Sankey’s Old Milk Bottle: “Hood’s Biggest Delivery”
By William F. Hanna
One day in January 1976, Carol Scofield, of Old Saybrook, Connecticut, was driving along Winthrop Street about two miles west of the Taunton Green when she spotted an aging, deteriorating structure beside the busy road. It was a 40-foot high rendition of a wooden milk bottle that appeared long overdue for demolition. But while some might have looked upon it as an eyesore, Ms. Scofield was enchanted. She was a devotee of Coney Island architecture, also known as Roadside Pop. These are buildings, many constructed in the 1920s and ’30s, which were designed as advertisements for themselves. One of the best-known was Hollywood’s Brown Derby restaurant, but at one time the countryside was dotted with diners in the shape of hot dogs, ice cream stands built to look like cones, etc. They are looked upon by some as oversized folk art, all part of a time when automobile travel was still seen as an adventure.
Ms. Scofield learned that the old milk bottle had been built in 1933 by Arthur Gagner as a place to sell his homemade ice cream. It was well constructed, with yellow pine boards fitted tongue-in-groove and sliding French windows. In its better days it had colorful awnings and a bright red tin cap sitting on top. Known to most Tauntonians as simply “the Milk Bottle,” it became a local landmark. Eventually Mr. Gagner sold it and the building passed into the hands of the Sankey family, whose home was nearby. They ran the business until 1967. By then, merchants on Winthrop Street, also known as Route 44, were feeling the negative effects of the expanding post-World War II highway system that was diverting travelers around, rather than through, Taunton. The Sankeys closed the business and the milk bottle entered what certainly seemed like its twilight years.
And then along came Ms. Scofield, who although she didn’t have a plan for the building, knew that it should be preserved. In February, Robert Campbell, architecture critic for the Boston Globe, became aware of the situation and brought public attention to the decaying bottle. “Nothing is sadder than a lonely, unwanted 40-foot milk bottle,” wrote Campbell. “Ordinarily it would have been torn down. But for some reason it survived.”

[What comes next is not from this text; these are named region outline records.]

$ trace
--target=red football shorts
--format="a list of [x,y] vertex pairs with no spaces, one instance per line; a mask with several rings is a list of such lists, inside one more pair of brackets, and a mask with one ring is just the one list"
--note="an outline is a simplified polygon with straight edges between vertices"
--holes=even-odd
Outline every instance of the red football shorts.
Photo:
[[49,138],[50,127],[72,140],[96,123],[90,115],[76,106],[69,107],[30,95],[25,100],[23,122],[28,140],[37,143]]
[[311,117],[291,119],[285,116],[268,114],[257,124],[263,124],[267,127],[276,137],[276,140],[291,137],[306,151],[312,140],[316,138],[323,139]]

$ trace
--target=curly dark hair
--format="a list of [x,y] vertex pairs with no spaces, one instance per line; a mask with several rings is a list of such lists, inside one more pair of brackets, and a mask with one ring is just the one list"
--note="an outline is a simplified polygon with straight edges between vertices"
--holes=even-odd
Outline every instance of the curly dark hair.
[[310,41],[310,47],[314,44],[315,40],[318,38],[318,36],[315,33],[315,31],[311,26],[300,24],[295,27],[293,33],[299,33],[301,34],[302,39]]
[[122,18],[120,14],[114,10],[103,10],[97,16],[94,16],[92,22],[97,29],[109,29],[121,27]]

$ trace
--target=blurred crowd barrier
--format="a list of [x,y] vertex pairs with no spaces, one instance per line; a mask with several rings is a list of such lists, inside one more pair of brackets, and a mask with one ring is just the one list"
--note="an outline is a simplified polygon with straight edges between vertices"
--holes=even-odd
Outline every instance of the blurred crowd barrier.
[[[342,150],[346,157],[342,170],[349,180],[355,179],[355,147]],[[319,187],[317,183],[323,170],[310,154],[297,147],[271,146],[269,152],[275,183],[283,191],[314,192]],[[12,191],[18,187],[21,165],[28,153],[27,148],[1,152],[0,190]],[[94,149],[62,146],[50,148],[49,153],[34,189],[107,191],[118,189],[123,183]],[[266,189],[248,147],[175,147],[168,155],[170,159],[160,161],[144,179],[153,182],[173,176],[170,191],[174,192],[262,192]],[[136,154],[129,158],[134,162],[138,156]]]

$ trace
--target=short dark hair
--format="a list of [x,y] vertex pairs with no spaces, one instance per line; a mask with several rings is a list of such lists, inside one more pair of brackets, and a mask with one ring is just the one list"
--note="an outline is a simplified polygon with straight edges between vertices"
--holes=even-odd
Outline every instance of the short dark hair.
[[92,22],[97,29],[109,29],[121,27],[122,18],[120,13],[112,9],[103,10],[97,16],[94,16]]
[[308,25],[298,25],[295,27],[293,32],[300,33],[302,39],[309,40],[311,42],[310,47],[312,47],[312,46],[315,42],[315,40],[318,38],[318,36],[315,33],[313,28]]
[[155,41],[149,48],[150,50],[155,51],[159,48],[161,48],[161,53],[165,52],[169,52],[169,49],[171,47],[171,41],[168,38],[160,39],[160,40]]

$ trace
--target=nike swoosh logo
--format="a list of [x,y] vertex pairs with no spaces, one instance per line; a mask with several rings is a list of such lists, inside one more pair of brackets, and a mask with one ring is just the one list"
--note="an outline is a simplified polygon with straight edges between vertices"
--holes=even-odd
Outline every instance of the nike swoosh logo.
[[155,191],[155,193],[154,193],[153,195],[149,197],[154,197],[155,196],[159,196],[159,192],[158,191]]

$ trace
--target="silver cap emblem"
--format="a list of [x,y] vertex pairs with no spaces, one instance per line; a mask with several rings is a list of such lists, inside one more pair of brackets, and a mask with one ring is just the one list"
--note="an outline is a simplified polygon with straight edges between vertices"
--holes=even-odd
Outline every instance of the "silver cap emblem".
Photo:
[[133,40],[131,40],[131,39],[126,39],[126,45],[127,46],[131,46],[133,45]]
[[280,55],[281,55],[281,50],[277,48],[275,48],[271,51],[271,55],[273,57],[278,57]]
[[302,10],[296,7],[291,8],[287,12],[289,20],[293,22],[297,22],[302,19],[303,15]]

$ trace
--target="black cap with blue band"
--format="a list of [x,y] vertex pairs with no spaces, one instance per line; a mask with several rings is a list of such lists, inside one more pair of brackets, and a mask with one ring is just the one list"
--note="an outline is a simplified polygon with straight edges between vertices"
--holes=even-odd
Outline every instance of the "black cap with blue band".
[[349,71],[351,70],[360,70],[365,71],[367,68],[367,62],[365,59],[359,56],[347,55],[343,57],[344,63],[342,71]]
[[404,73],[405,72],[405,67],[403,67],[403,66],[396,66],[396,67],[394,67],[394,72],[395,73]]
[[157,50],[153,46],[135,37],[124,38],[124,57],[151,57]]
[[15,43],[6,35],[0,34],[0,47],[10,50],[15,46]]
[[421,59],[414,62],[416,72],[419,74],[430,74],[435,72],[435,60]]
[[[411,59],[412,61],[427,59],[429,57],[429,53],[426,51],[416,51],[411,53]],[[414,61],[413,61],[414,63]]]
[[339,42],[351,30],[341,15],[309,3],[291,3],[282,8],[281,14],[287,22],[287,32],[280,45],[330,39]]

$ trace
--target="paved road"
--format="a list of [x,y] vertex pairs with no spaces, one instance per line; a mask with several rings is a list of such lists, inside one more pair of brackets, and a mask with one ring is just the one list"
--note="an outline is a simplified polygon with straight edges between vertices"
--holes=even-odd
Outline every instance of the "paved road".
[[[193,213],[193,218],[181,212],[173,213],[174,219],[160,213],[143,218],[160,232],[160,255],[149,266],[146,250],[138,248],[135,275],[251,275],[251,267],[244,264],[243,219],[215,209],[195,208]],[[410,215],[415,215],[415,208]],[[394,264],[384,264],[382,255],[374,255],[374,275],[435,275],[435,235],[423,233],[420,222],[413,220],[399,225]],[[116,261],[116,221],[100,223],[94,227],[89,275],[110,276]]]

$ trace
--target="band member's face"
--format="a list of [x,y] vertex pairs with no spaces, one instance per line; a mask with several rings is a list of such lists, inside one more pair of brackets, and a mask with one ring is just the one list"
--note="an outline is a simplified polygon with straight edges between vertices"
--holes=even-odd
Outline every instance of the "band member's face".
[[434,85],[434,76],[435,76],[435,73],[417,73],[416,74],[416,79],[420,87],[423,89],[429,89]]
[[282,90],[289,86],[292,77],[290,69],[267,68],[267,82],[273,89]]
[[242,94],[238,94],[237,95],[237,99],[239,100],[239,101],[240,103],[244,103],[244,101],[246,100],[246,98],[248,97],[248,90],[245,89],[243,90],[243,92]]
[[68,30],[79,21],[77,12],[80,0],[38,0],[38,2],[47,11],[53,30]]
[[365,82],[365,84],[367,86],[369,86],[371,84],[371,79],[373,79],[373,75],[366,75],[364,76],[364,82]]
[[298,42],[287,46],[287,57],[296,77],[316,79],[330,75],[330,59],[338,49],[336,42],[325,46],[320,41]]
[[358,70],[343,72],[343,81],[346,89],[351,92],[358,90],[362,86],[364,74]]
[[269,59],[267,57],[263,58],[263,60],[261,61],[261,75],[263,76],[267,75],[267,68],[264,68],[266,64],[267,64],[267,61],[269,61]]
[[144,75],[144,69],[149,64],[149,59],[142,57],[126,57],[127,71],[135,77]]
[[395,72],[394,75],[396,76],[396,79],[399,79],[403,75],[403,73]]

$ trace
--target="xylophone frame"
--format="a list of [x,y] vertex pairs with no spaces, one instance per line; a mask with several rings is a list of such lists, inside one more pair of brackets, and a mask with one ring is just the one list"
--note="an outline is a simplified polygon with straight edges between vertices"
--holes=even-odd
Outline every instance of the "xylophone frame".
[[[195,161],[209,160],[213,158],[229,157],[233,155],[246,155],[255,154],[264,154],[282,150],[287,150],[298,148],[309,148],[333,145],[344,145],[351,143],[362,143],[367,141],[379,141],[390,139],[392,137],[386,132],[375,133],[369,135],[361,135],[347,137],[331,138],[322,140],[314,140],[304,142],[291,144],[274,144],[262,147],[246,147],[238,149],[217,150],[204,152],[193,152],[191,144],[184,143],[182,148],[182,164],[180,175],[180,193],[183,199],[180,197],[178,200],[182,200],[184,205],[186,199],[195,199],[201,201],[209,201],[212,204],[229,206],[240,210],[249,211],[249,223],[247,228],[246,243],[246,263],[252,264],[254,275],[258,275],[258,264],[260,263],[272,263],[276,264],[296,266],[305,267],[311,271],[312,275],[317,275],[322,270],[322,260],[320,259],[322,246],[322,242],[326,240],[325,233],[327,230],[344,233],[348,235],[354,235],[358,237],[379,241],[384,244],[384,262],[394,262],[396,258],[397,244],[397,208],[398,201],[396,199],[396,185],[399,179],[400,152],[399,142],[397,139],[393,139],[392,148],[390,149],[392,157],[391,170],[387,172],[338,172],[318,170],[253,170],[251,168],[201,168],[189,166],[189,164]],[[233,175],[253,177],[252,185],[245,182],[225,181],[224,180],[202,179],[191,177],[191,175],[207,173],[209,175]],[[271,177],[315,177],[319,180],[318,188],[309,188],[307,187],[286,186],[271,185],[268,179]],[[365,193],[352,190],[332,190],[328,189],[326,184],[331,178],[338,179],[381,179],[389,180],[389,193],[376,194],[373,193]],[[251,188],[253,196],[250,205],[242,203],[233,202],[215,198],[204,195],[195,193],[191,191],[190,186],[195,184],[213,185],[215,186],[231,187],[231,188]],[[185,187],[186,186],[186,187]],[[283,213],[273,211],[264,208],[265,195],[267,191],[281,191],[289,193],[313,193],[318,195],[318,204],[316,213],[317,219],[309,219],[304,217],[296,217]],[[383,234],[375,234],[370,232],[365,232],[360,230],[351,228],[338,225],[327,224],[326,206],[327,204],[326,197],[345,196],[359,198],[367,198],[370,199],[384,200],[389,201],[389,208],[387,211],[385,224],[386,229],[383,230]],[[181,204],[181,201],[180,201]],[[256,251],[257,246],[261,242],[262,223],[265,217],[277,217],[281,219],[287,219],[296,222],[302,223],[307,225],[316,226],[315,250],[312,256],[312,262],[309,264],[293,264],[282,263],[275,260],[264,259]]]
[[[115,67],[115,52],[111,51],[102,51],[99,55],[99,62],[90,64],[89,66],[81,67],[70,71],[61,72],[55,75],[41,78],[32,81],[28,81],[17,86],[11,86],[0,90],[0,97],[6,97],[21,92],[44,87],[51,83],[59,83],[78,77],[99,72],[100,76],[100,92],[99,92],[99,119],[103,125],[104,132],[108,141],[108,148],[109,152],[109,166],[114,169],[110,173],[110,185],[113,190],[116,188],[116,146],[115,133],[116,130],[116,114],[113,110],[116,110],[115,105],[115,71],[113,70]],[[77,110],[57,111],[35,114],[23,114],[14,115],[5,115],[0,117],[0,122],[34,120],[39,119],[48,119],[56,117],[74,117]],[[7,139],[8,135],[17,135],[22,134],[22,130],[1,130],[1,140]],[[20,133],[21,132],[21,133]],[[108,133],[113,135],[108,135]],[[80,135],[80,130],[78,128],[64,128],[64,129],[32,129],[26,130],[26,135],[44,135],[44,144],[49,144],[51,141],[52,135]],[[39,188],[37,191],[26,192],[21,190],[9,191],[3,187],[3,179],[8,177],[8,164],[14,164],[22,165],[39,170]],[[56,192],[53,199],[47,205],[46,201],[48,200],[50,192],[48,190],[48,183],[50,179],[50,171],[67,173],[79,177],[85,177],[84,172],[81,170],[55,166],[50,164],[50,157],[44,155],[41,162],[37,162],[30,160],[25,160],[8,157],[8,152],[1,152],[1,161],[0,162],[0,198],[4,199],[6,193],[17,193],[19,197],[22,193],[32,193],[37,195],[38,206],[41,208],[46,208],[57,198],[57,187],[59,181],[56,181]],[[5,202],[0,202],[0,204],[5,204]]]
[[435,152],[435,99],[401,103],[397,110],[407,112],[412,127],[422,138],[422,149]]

The bottle’s luck took a dramatic turn for the better later in the spring. In March 1976, the Boston Redevelopment Authority entered the story when it announced that it would try to raise the estimated $50,000 necessary to purchase the bottle and make it functional again. A month later, upon the request of the BRA, the Massachusetts Historical Commission sent staff members down for a site visit. After looking it over, they reported that the structure was indeed historically significant, both architecturally and for its historical associations, and the Commission endorsed the bottle as eligible for placement on the National Register of Historic Places. Even better, in June the BRA announced that HP Hood, a longstanding Bay State milk company, was willing to foot the bill and then donate the building as a Bicentennial gift to the city of Boston, in return for the right to operate the business as a frozen yogurt stand.

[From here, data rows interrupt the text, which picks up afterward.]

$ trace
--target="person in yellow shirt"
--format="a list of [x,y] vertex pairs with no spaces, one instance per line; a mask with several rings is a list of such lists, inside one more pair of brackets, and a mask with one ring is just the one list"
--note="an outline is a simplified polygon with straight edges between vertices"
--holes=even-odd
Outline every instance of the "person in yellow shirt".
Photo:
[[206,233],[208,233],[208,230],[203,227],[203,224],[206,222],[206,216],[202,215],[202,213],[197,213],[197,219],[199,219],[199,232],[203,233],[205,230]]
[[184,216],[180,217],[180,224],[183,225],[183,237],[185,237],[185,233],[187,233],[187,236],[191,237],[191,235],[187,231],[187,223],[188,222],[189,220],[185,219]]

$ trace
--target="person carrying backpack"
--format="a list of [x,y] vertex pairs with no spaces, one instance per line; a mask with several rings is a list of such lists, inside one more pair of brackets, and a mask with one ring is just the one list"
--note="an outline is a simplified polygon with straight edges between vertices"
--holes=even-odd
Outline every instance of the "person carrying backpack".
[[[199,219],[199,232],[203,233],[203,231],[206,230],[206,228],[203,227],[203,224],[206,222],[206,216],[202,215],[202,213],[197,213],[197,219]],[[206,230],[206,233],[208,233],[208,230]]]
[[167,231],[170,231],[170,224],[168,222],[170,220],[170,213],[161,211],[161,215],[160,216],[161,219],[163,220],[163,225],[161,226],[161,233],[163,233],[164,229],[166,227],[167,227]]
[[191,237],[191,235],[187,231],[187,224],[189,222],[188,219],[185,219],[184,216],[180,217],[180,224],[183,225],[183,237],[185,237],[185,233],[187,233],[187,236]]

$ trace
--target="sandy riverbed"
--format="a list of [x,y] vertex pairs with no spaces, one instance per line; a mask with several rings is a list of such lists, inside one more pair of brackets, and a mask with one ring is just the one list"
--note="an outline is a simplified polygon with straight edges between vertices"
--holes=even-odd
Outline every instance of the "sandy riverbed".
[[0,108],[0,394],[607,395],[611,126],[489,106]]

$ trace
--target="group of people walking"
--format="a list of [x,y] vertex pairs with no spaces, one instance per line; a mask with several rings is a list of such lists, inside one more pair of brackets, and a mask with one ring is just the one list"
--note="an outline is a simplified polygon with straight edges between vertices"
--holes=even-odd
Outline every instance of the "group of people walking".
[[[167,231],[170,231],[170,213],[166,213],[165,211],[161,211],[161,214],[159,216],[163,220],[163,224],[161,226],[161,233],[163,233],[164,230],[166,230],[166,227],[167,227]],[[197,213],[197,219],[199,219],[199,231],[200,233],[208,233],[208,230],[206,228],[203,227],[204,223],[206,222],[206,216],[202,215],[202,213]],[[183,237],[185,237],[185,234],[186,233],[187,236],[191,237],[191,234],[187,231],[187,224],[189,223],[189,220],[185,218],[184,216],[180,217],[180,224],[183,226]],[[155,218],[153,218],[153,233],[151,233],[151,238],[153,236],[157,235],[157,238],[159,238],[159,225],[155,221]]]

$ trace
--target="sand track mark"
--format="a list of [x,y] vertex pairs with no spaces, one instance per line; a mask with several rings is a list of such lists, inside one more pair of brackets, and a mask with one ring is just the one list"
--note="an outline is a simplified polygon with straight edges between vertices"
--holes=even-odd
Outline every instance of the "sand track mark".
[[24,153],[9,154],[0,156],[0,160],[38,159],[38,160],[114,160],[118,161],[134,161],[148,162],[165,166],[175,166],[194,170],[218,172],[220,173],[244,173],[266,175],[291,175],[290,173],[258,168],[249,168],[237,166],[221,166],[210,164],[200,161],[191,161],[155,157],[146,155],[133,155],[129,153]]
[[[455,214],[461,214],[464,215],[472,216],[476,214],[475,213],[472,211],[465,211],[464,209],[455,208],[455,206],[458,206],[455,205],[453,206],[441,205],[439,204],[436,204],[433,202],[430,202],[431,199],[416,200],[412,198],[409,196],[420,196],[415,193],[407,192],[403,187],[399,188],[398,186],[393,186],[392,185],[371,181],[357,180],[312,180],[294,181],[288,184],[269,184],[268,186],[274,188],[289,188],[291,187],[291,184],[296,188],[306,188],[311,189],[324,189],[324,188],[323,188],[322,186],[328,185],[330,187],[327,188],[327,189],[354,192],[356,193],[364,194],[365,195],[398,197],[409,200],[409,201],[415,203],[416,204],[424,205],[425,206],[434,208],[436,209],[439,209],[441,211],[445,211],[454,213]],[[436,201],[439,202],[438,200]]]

But nothing is easy, and the project hit a snag in the early summer. The BRA had at first planned to site the refurbished bottle in an empty corner of Boston’s City Hall Plaza, but strong objections from the Plaza’s architects caused the mayor’s office to nix that idea. Other proposed waterfront sites met with similar objections from area merchants and residents.
The location problem was finally resolved in August, when Robert Spock, director of the Boston Children’s Museum, stepped up and suggested that the bottle be placed on the Congress Street Wharf, near the Museum’s new home that was soon to open in a building adjoining the Museum of Transportation. That was an ideal location, and the following December, Sankey’s old milk bottle left Taunton forever and headed for the Squantum section of Quincy, where it would be refurbished as a working refreshment stand.
Five months and 80,000 Hood dollars later, the 40-foot bottle, standing tall, was ready. On April 20, 1977, in what the press called the “Great Bottle Sail,” the reborn 15,000-pound behemoth was placed on a barge and with great ballyhoo brought into Boston Harbor. Decrepit no more, it was saluted by two Boston Fire Department boats and assorted pleasure craft as it passed majestically through traffic toward the city’s waterfront. To one deeply impressed Boston newspaperman, it was even reminiscent of Cleopatra navigating the Nile.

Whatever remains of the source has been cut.